Once a month, a medical van rolls into the Holy Name Church parking lot near the corner of 3rd Street and Central Avenue, and sets up shop outside Catholic Charities’ Father Jack Jones Food Pantry.

“It’s the food pantry that gets people here, and then we stand outside and offer medical help,” said Cindy Wyatt, co-director of the mobile medical unit. “We’re starting to see a few more people that come to the food pantry. Sometimes it takes a while for people to get comfortable enough to see us.”

The medical services are offered by a partnership between Middletown United Methodist Church’s Mobile Medical Ministry and the Family Community Clinic, a nonprofit based at St. Joseph Church in Butchertown that provides free primary healthcare services for the uninsured.

During the mobile unit’s June visit, one man had his blood pressure checked — it was a little high, the nurse told him — and asked about dental services. He’s a food pantry regular, said Deacon Andy Heinsohn, who coordinates the pantry located at 2914 S. 3rd St.

“He was scared the first time, so I went and sat with him,” Deacon Heinsohn said. “He had high blood pressure so they got him on medication.”

The mobile unit depends on volunteer medical staff — primarily nurses and doctors — to help uninsured people with things like blood pressure checks, glucose screenings, flu vaccines and some medications. 

“Sometimes if people can’t get their medications filled we can give them enough to get through,” Wyatt said. “Things like inhalers and blood pressure medications until they can afford it.”

Cindy Wyatt, left, and Roni Evans, co-directors of the Middletown United Methodist Church Mobile Medical Unit, sat inside the mobile unit during their monthly visit to the Father Jack Jones Food Pantry. (Record Photo by Kayla Bennett)

Wyatt said the volunteers refer patients to the Family Community Clinic for more comprehensive care and provide bus passes to those who need transportation.

“There are a lot of resources out there that people don’t know about,” Wyatt said. “And we feel like there’s more we can do, we just need the people.” 

Last winter, Wyatt reached out to Catholic Charities to offer the medical unit’s services and recruit more volunteers. Four months ago, the Mobile Medical Ministry began partnering with the Father Jack Jones Food Pantry on the second Wednesday of the month.

Catholic Charities is hoping to expand the partnership to include a monthly stop at Sister Visitor Center in West Louisville, but Wyatt said more volunteers are needed first.

“We need nurses, doctors, nurse practitioners, physician assistants, those who can prescribe and treat things,” Wyatt said. “It’s four hours a month and it’s in your own backyard.”

Wyatt, whose background is in healthcare administration, and co-director Roni Evans, a registered nurse, said they have three dedicated nurses and one doctor currently volunteering.

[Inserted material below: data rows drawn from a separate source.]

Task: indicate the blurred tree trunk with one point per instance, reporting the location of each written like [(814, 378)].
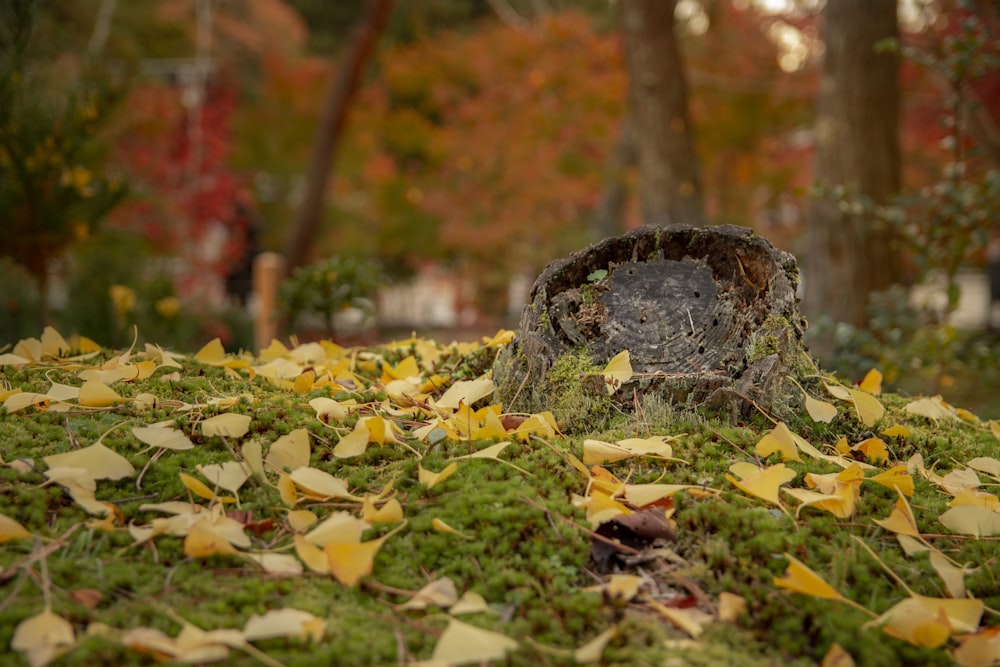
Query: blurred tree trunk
[(669, 171), (608, 217), (307, 225), (850, 256)]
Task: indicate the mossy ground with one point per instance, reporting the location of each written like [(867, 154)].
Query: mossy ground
[(523, 554)]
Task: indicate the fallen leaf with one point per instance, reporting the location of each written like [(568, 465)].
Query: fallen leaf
[(470, 603), (463, 644), (779, 439), (43, 638), (731, 607), (227, 425), (872, 382), (617, 372), (290, 451), (901, 520), (287, 622), (439, 593), (762, 483), (162, 437), (972, 520), (99, 462), (836, 656), (442, 527), (94, 394), (800, 579), (820, 411), (431, 479), (11, 529), (981, 649)]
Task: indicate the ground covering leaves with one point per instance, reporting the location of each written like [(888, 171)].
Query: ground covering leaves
[(315, 504)]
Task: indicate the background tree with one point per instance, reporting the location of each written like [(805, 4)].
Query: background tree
[(669, 172), (848, 254), (55, 185), (338, 102)]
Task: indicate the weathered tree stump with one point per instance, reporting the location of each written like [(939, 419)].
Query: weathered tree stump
[(709, 317)]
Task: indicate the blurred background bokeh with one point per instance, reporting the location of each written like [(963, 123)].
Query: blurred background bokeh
[(418, 163)]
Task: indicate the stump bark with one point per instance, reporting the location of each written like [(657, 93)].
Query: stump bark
[(709, 317)]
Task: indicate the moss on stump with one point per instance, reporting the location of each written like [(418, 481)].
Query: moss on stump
[(709, 316)]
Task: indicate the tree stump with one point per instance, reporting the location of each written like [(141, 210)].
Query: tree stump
[(709, 317)]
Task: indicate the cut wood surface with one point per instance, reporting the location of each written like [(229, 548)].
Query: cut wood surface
[(699, 310)]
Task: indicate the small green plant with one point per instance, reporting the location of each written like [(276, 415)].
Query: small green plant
[(330, 287), (947, 223)]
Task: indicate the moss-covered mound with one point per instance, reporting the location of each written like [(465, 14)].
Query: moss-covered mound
[(154, 505)]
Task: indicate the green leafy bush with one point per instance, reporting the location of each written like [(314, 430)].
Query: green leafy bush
[(329, 287)]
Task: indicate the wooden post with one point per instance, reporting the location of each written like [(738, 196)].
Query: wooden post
[(268, 271)]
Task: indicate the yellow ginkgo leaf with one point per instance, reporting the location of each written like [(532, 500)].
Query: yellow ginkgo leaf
[(763, 484), (320, 485), (11, 529), (492, 452), (820, 411), (288, 623), (467, 392), (328, 410), (895, 478), (869, 409), (640, 495), (94, 394), (204, 539), (354, 443), (439, 593), (874, 449), (974, 520), (462, 644), (199, 488), (622, 587), (914, 622), (779, 439), (389, 512), (227, 425), (800, 579), (313, 556), (229, 475), (442, 527), (290, 451), (43, 638), (933, 408), (872, 382), (901, 520), (691, 620), (53, 344), (470, 603), (952, 575), (731, 606), (99, 462), (617, 372), (840, 503), (338, 527), (162, 437), (836, 656), (896, 431), (978, 649), (431, 479), (349, 562)]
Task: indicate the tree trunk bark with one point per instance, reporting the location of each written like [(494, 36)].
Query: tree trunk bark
[(669, 171), (338, 102), (850, 255), (609, 212)]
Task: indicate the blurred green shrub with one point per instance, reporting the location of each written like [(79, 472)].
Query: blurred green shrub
[(916, 353), (20, 313), (329, 287)]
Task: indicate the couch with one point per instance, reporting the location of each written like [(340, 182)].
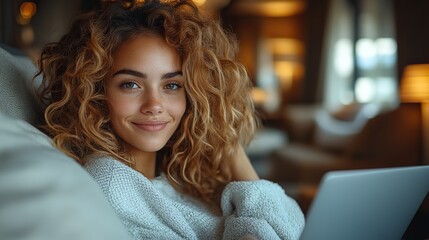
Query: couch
[(44, 194)]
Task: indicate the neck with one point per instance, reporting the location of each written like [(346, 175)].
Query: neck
[(145, 163)]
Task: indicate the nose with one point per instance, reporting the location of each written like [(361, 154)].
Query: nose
[(152, 104)]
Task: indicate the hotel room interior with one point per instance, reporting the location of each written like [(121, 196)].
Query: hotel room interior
[(338, 84)]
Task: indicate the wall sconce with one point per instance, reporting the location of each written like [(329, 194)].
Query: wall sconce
[(415, 88)]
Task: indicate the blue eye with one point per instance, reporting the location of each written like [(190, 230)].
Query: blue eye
[(129, 85), (173, 86)]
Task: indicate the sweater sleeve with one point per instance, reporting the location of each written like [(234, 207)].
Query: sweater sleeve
[(260, 210)]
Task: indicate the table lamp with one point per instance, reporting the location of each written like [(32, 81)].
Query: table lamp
[(415, 88)]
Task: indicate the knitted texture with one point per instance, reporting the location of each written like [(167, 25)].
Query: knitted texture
[(153, 209)]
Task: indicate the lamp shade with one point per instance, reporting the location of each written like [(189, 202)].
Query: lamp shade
[(415, 83)]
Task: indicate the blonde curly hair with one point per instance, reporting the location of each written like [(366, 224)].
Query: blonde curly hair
[(220, 114)]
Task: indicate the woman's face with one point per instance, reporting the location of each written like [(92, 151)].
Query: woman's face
[(146, 94)]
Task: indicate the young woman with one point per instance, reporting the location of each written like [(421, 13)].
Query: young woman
[(150, 99)]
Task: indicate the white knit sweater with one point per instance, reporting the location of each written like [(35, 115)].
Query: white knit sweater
[(153, 209)]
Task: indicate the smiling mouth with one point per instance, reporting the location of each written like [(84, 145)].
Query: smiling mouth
[(152, 126)]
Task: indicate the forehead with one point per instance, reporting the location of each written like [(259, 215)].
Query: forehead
[(146, 51)]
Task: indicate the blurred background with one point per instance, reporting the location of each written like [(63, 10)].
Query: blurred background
[(338, 84)]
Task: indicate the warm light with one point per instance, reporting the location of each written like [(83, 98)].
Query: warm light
[(415, 83), (271, 8), (199, 2), (27, 10), (286, 46), (259, 96)]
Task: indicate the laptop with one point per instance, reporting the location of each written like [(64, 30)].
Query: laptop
[(366, 204)]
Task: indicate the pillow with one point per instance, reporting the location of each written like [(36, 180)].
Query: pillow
[(44, 194), (17, 95)]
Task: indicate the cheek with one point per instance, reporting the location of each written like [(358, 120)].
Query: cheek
[(120, 108), (179, 107)]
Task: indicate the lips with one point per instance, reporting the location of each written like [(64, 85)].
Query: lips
[(152, 126)]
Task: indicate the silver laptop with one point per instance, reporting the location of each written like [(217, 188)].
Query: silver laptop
[(366, 204)]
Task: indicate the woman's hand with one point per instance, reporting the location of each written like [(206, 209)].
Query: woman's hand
[(241, 168)]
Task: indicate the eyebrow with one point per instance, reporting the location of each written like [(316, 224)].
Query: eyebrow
[(143, 75)]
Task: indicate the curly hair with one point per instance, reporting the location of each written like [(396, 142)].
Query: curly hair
[(220, 114)]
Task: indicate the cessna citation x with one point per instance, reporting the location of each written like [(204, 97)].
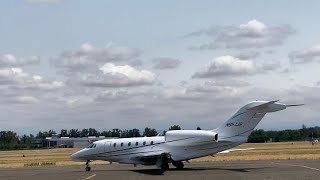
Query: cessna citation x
[(180, 145)]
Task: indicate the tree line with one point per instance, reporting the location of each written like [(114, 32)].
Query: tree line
[(9, 140), (302, 134)]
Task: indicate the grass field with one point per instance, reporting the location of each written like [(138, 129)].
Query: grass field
[(261, 151)]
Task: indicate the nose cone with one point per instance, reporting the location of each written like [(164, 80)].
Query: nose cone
[(77, 156), (74, 156)]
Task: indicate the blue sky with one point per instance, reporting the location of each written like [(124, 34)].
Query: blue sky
[(106, 64)]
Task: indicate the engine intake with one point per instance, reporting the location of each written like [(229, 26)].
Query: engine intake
[(190, 137)]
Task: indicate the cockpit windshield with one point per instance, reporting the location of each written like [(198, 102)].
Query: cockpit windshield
[(92, 146)]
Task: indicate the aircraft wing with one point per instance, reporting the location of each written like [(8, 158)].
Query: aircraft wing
[(233, 150), (151, 157)]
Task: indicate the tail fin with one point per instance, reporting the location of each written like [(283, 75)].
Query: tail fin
[(242, 123)]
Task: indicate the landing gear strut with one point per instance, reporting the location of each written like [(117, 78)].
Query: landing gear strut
[(164, 166), (178, 164), (88, 166)]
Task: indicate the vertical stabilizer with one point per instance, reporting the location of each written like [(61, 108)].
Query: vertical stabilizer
[(242, 123)]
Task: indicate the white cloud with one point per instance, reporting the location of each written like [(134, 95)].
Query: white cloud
[(9, 60), (42, 1), (118, 76), (88, 57), (22, 80), (25, 100), (306, 55), (165, 63), (226, 66), (253, 34)]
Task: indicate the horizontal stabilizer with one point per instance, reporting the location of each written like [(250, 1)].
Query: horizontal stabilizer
[(290, 105), (263, 105)]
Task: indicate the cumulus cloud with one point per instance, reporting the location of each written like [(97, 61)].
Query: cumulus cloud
[(88, 57), (166, 63), (270, 65), (253, 34), (226, 66), (9, 60), (305, 55), (24, 100), (118, 76), (42, 1), (248, 55), (15, 77)]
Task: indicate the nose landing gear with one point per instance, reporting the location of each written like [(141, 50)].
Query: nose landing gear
[(88, 168), (178, 164)]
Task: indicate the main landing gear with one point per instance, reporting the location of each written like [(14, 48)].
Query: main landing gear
[(164, 166), (178, 164), (88, 168)]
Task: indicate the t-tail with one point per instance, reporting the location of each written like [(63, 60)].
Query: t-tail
[(242, 123)]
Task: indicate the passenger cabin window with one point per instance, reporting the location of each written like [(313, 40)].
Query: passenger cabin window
[(91, 145)]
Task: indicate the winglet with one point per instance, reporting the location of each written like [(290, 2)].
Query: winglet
[(291, 105)]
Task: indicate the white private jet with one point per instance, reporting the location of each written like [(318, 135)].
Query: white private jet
[(180, 145)]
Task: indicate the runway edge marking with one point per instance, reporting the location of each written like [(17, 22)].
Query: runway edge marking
[(295, 165), (91, 176)]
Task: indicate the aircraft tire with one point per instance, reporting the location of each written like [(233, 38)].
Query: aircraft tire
[(164, 167), (178, 164), (88, 169)]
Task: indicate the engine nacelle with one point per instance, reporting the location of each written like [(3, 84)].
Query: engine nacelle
[(190, 137)]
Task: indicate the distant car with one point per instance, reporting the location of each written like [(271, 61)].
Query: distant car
[(63, 146)]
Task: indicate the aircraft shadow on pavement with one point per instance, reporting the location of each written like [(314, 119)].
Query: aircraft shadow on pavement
[(158, 171)]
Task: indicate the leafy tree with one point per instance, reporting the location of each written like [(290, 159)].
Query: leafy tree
[(64, 133), (175, 127), (74, 133), (116, 132), (93, 132), (106, 133), (149, 132), (84, 133)]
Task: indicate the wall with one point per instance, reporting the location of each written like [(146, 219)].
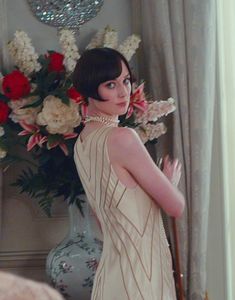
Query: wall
[(26, 234)]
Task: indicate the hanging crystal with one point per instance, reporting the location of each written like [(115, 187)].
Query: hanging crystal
[(63, 13)]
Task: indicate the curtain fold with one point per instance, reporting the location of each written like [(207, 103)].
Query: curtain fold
[(179, 47)]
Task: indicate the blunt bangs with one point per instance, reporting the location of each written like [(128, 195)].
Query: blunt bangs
[(96, 66)]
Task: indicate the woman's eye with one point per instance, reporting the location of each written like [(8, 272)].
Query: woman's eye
[(110, 85), (127, 81)]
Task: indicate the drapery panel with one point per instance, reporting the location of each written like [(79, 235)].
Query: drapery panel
[(178, 43)]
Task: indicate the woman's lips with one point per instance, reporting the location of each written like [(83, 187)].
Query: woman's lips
[(122, 104)]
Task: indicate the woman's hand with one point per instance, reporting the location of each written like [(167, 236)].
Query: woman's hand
[(172, 170)]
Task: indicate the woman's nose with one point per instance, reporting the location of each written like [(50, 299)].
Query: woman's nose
[(122, 91)]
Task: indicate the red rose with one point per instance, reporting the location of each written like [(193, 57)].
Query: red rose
[(4, 112), (15, 85), (55, 62), (75, 95)]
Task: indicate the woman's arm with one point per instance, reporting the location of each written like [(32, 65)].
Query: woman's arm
[(127, 150)]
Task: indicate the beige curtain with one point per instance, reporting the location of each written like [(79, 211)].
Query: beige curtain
[(178, 44)]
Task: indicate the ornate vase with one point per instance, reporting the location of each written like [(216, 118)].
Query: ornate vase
[(72, 264)]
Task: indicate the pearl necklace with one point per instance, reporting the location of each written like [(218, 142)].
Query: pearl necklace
[(102, 119)]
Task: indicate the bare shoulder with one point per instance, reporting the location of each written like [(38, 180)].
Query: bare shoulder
[(123, 136)]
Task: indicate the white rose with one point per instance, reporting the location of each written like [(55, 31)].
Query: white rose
[(27, 115), (59, 117)]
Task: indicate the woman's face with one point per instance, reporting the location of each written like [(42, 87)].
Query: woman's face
[(116, 92)]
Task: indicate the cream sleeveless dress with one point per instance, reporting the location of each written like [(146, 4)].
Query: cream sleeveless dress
[(136, 262)]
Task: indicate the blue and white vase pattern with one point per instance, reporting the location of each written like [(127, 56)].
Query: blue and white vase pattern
[(71, 265)]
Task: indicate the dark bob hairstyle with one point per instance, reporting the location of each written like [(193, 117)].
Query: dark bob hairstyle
[(96, 66)]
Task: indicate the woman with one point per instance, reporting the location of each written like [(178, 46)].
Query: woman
[(123, 185)]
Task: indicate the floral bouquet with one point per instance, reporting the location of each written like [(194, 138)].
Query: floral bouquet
[(41, 112)]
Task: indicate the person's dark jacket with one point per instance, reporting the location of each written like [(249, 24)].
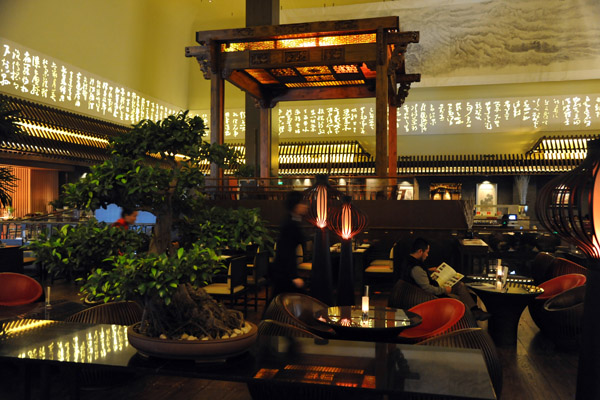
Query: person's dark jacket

Volunteers are covered by the Family Community Clinic’s liability insurance. Right now, the mobile unit provides services at two locations each month. In addition to the Father Jack Jones Food Pantry, they also visit the 4th Avenue United Methodist Church Open Door Ministries on the fourth Thursday of each month.

“There’s a whole lot of need, these are some of the most needy people in our community,” Evans said. “We love what we do and hope we can do more. You go home and just feel like you’re doing the Lord’s work.”

Wyatt, a member of Middletown United Methodist Church, enjoys the ecumenical aspect of the work.

“We have people from all denominations, not just our own church,” she said. “We just support each other.”

Evans, also a member of Middletown United Methodist, said someone once asked her if volunteering around town on the medical unit was scary.

“If people could come and see, it’s not threatening,” she said. “It’s not a scary thing at all. We check blood pressure, glucose, it’s very safe.

“A lot of times what these people are missing is human touch,” she said. “I think we help them feel cared for.”

Those who would like to learn more about volunteering can contact Wyatt at or Evans at

Even if folks can’t volunteer, Evans hopes they will keep the Mobile Medical Ministry in their prayers.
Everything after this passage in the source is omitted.